Rathin Bhattacharjee

Romance

4.5  

Rathin Bhattacharjee

Romance

SONA, The Golden Girl :

SONA, The Golden Girl :

5 mins
269


SONA, the Golden Girl :

It was the month of February. My niece called me up to her room. As I entered, I heard her introducing someone, 

"This is Sona, Gouri Kakima's cousin sister. And Sona, this is Swagata Kaka. The person we were talking to you about."

As I directed my gaze to the girl, sitting on the bed, I saw the most beautiful face I had seen in my life. She had an oval-shaped face with a pair of the most expressive eyes I had seen till then. Tall and shapely for a Bengali girl, she was sheer grace and class. 

We became the very best of friends within no time. Soon we were talking about everything under the sun, well almost. I was in my early twenties then. She couldn't have been more than sixteen or seventeen. What must have taken a lot of people aback was how we stayed glued to one another for the next twelve days. We could be seen in every nook and cranny of the house. Somehow, we became inseparables. I didn't know what love was at that time. I still don't know much about love even today, in the twilight of my life! 

Every morning on waking up, hers was the face that greeted and mesmerized me. And I went to bed thinking of her sweet nature with her face implanted in my head. 

How we spent so much time together in a house literally crammed with people, is still a mystery to me. What did we talk about? How could we become such close friends in such a short time? 

My life came to a stand still when she left. And I dreaded the moment when she it was time for her to leave. There was a storm brewing inside me. My sister-in-law was a picture of calm and composure though. 

"Hi, brother-in-law, how did you find my sister?" She asked with a glint in her eyes. I was looking down at the floor, gritting my teeth, trying to act like a man before her. 

"She's so beautiful. Will she be coming to our house again?" Finally, I heard myself asking my sis-in-law. 

She must have realised what I was going through. 

"I hope so." She replied lovingly and got herself busy. 

******************************************

Sona did come to our house during The Pujas again. We struck it up like we had never been apart from one another, like we stayed together all these months. What was even more strange was the fact that we became more close to one another after the separation of the last few months. It was like being scared of another separation, we were trying to make the best of the little time left to us.

My life was full of Sona (gold) that particular Durga Puja. Every now and then I would sneak a peek at her either walking up the corridor after a refreshing bath or giggling non-stop and slapping my nieces on their backs over a joke or something.
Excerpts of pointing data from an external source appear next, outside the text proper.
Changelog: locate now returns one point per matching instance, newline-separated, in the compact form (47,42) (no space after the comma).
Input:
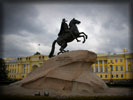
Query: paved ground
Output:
(17,90)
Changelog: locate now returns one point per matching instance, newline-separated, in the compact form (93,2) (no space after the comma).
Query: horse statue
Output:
(67,36)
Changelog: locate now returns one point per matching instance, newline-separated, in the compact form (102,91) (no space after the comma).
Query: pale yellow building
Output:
(20,67)
(114,67)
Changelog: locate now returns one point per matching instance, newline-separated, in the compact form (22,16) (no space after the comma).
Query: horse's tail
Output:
(52,50)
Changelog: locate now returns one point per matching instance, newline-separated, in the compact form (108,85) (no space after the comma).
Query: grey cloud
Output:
(40,24)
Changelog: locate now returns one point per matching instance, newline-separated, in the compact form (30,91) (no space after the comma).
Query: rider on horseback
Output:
(64,29)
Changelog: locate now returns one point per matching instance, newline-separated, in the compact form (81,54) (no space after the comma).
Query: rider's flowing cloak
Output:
(63,28)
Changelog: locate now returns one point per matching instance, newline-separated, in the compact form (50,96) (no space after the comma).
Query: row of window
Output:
(116,60)
(112,76)
(112,68)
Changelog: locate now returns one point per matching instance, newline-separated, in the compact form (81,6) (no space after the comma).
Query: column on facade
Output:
(126,65)
(19,68)
(103,65)
(93,67)
(16,68)
(98,66)
(28,68)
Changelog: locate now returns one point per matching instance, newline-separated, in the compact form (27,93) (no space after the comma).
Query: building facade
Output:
(114,67)
(20,67)
(108,67)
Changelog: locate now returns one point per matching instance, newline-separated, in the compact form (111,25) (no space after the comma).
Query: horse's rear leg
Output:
(63,46)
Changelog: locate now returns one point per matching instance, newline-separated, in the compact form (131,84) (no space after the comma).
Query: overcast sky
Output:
(28,24)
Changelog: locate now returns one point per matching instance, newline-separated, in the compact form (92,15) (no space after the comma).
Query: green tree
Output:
(3,71)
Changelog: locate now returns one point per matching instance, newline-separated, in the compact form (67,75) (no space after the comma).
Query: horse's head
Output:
(75,21)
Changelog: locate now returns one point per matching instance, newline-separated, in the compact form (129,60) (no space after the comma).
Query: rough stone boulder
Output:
(70,71)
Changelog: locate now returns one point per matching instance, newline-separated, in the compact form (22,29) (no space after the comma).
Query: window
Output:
(121,60)
(121,75)
(112,76)
(121,68)
(111,61)
(116,68)
(24,68)
(101,69)
(111,68)
(116,76)
(106,69)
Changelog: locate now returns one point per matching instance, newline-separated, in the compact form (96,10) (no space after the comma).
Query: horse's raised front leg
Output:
(84,35)
(63,46)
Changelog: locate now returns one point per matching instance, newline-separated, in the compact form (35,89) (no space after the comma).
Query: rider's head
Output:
(64,20)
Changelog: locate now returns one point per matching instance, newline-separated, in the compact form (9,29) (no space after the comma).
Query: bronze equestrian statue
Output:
(67,34)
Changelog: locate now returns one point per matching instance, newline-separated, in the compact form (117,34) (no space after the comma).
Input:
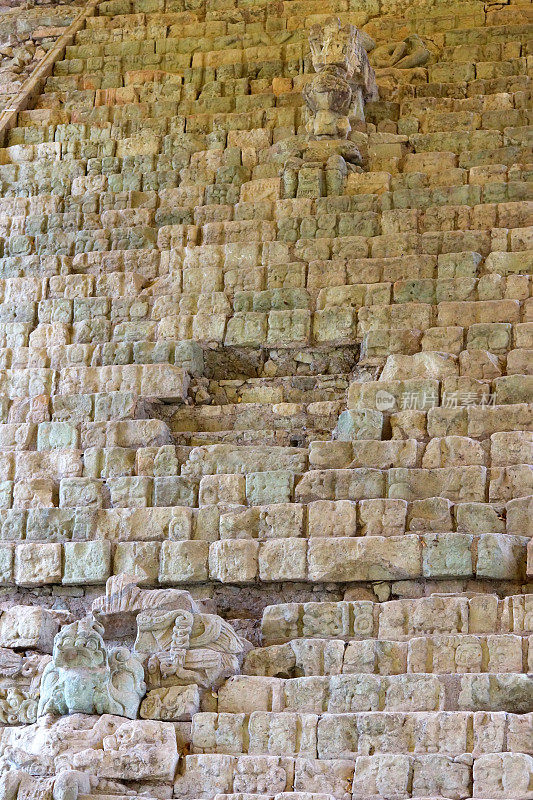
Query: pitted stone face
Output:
(344,81)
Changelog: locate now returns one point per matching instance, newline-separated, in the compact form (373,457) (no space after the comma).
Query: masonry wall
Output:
(298,390)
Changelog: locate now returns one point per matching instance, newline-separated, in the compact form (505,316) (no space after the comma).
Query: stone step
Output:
(341,694)
(372,777)
(348,735)
(398,620)
(412,557)
(221,515)
(440,653)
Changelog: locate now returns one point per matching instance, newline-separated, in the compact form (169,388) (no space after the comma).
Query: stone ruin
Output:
(266,403)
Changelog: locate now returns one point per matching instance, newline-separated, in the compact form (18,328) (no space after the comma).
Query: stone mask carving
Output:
(343,83)
(83,677)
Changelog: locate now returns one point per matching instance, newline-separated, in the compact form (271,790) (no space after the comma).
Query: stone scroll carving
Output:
(343,83)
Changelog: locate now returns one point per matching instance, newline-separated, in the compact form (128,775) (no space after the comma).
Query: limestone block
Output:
(453,451)
(57,436)
(282,734)
(503,775)
(280,520)
(446,556)
(274,486)
(457,484)
(421,365)
(382,517)
(408,425)
(330,455)
(431,514)
(137,558)
(246,694)
(283,560)
(175,490)
(289,328)
(383,455)
(382,775)
(246,329)
(233,560)
(173,703)
(36,493)
(441,775)
(416,394)
(86,562)
(501,556)
(38,564)
(82,492)
(364,423)
(259,774)
(481,518)
(513,447)
(332,778)
(508,483)
(503,692)
(215,459)
(332,518)
(380,657)
(183,561)
(519,514)
(28,627)
(130,492)
(340,484)
(335,325)
(372,558)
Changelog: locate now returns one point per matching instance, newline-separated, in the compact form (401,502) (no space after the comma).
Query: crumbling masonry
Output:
(266,420)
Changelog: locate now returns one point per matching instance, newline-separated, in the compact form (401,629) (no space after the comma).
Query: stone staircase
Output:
(316,410)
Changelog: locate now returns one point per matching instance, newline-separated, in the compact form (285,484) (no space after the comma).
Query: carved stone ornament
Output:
(83,677)
(343,83)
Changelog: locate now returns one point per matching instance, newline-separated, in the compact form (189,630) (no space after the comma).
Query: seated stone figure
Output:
(84,678)
(343,83)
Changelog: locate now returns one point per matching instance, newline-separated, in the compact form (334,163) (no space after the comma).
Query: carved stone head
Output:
(333,46)
(80,644)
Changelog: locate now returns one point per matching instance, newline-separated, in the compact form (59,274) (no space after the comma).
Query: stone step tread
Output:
(222,518)
(444,653)
(345,736)
(399,620)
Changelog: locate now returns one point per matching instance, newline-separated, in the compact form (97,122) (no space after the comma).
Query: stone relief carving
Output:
(84,677)
(343,83)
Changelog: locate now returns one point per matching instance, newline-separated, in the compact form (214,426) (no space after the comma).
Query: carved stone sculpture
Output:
(343,83)
(410,53)
(84,677)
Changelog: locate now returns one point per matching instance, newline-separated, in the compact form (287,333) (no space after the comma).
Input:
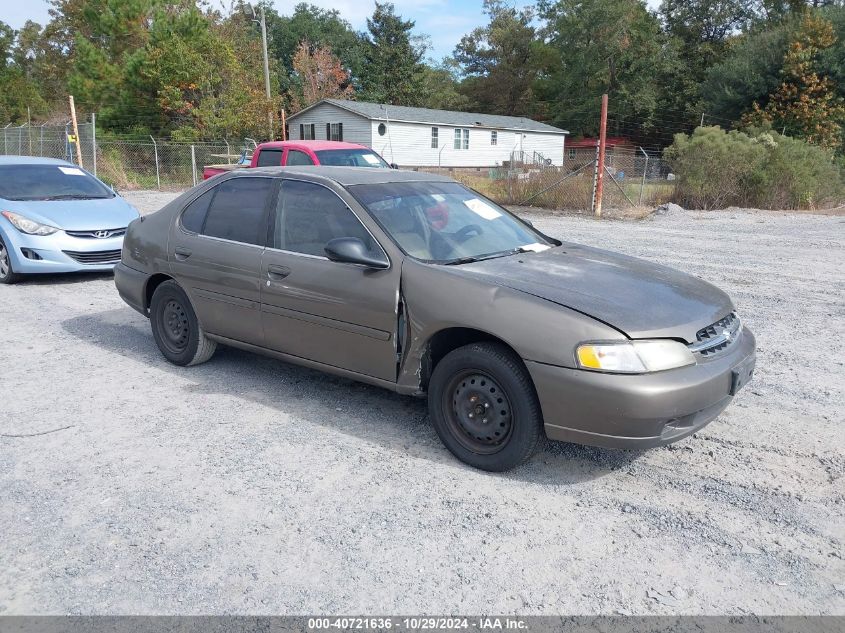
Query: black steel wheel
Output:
(484,407)
(176,329)
(175,326)
(480,416)
(7,273)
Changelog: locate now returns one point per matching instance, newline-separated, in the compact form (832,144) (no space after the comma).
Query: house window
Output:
(461,138)
(334,131)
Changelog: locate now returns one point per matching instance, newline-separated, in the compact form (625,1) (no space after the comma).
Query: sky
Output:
(444,21)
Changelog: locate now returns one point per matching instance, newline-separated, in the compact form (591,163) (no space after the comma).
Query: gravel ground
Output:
(247,485)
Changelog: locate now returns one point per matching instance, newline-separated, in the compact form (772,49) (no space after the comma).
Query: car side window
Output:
(269,158)
(295,157)
(193,217)
(308,216)
(237,211)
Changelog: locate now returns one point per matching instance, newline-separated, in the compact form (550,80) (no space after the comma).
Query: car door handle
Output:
(181,253)
(277,272)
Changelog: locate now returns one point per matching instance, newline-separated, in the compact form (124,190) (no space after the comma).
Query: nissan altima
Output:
(56,217)
(415,283)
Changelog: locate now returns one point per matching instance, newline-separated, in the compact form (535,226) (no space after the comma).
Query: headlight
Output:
(634,357)
(25,225)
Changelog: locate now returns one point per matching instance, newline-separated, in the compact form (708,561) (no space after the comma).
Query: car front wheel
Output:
(7,273)
(176,329)
(484,407)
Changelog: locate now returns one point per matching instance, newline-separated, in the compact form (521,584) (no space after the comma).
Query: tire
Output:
(176,329)
(7,273)
(484,407)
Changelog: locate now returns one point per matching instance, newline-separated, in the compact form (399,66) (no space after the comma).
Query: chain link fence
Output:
(136,164)
(633,178)
(631,181)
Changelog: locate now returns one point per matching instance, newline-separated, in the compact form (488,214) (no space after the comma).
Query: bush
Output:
(759,168)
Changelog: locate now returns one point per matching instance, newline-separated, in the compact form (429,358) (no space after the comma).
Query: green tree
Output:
(322,28)
(392,58)
(699,30)
(441,89)
(20,96)
(805,103)
(501,60)
(752,69)
(320,75)
(602,46)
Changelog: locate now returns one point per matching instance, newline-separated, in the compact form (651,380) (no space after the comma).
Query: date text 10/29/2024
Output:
(416,624)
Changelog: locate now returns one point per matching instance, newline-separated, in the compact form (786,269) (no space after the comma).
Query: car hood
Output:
(637,297)
(76,215)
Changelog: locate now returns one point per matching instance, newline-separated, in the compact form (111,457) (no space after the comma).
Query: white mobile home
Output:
(421,137)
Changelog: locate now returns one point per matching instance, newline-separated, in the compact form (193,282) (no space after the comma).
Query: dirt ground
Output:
(247,485)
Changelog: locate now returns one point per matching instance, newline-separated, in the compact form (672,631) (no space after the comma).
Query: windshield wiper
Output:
(478,258)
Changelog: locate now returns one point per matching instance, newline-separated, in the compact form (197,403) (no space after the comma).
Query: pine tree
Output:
(392,59)
(805,104)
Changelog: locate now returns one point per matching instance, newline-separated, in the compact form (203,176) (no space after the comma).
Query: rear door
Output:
(215,255)
(343,315)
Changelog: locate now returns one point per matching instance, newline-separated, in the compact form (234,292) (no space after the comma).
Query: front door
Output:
(216,256)
(342,315)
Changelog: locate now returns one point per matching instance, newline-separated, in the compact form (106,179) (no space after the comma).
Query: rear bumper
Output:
(131,286)
(642,411)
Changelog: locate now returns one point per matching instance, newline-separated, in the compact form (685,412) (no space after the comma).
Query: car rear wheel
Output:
(484,407)
(7,273)
(176,329)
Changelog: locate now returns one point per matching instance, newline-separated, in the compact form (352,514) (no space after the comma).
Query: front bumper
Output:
(639,411)
(50,253)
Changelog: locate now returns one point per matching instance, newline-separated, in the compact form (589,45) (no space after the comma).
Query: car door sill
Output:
(210,295)
(331,369)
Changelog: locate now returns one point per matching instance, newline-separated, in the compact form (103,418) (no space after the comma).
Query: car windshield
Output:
(446,223)
(49,182)
(351,158)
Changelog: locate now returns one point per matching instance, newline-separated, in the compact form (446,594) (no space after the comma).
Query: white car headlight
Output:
(634,357)
(25,225)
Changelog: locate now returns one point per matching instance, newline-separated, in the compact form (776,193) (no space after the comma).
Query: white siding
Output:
(356,129)
(409,145)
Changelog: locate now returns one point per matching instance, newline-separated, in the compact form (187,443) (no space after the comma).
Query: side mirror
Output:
(351,250)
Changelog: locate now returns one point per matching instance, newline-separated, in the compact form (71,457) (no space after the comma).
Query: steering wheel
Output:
(464,234)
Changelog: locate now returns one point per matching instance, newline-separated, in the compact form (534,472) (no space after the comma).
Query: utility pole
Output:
(599,179)
(262,20)
(75,132)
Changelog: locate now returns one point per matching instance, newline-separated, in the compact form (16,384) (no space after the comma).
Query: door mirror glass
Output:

In short, her presence in our ancestral home during that unforgettable Durga Puja brightened my days up. 

Soon, the three days of fun and frolic were over. It was time for the image of the goddess to be immersed. We had hardly returned home from Babughat (a place on the bank of the Ganges where the idols are normally immersed) when I found the youngers running after the elders to touch their feet to seek their blessings. 

I went up to my Kaka's room on the second floor. I was coming back down to our room on the first floor when I bumped into who else but Sona at the turning of the staircase. 

But for the streaks of lights coming in from the street lamps outside, most of the staircase was enveloped in darkness. She came up to me like a hurricane. Covering her face partially with the edge of her sari, she looked like a newly-wed bride before bending down to touch my feet. 

I was completely nonplussed by her ghomta, the sparkling smile on her charming face and her act of touching my feet. Something was urging me to be more desperate at the time, to take her in my arms, take her chin in my hand for all I cared before planting a kiss on her divine face, you know. But my upbringing stopped me from doing anything silly. With the ghomta still on, she kept probing into my eyes.

She must have realized something and that was why she came out with something like this, if my memory serves me right. 

"You know, (I find it strange now knowing that Sona never addressed me directly by my name!) I am leaving tomorrow. I don't want to go but I have to. I just want you to know that I have looked upon you as mine from the first time I set my eyes on you. You may think of me as a bad girl or what you will but you have become such an important part of my life that I knew that I had to bare my heart to you. Will you ever come for me to Birati? (She was from Birati, a place an hour's journey by bus from Calcutta proper) … .. " Her pleading look made me feel like the fool I was. 

She looked up at me. In the glimmer of the shady lights, she looked so hauntingly graceful like a melody or a poem. That's when I wanted to hug her. But she gave me the slip before I could put my arms around her. 

That particular moment has stayed like a freeze with me. Sona was gone the very next day. Gone from my life for good. I leant from my sis-in-law a few months later that there was a marriage proposal for her. I didn't pay much importance to the news as I thought that my sis-in-law wanted some fun at my expenses. 

Today, almost thirty years after my epic encounter with Sona, I think of her often and wonder what life would have been like if I had dared to visit Sona at her house in Birati. 

They say that true love stories have never happy endings. I am not sure about it but I truly believe that true love is like a dream that leaves you in a blissful state for a while and vanishes as you wake up to be caught up in The Web of Life.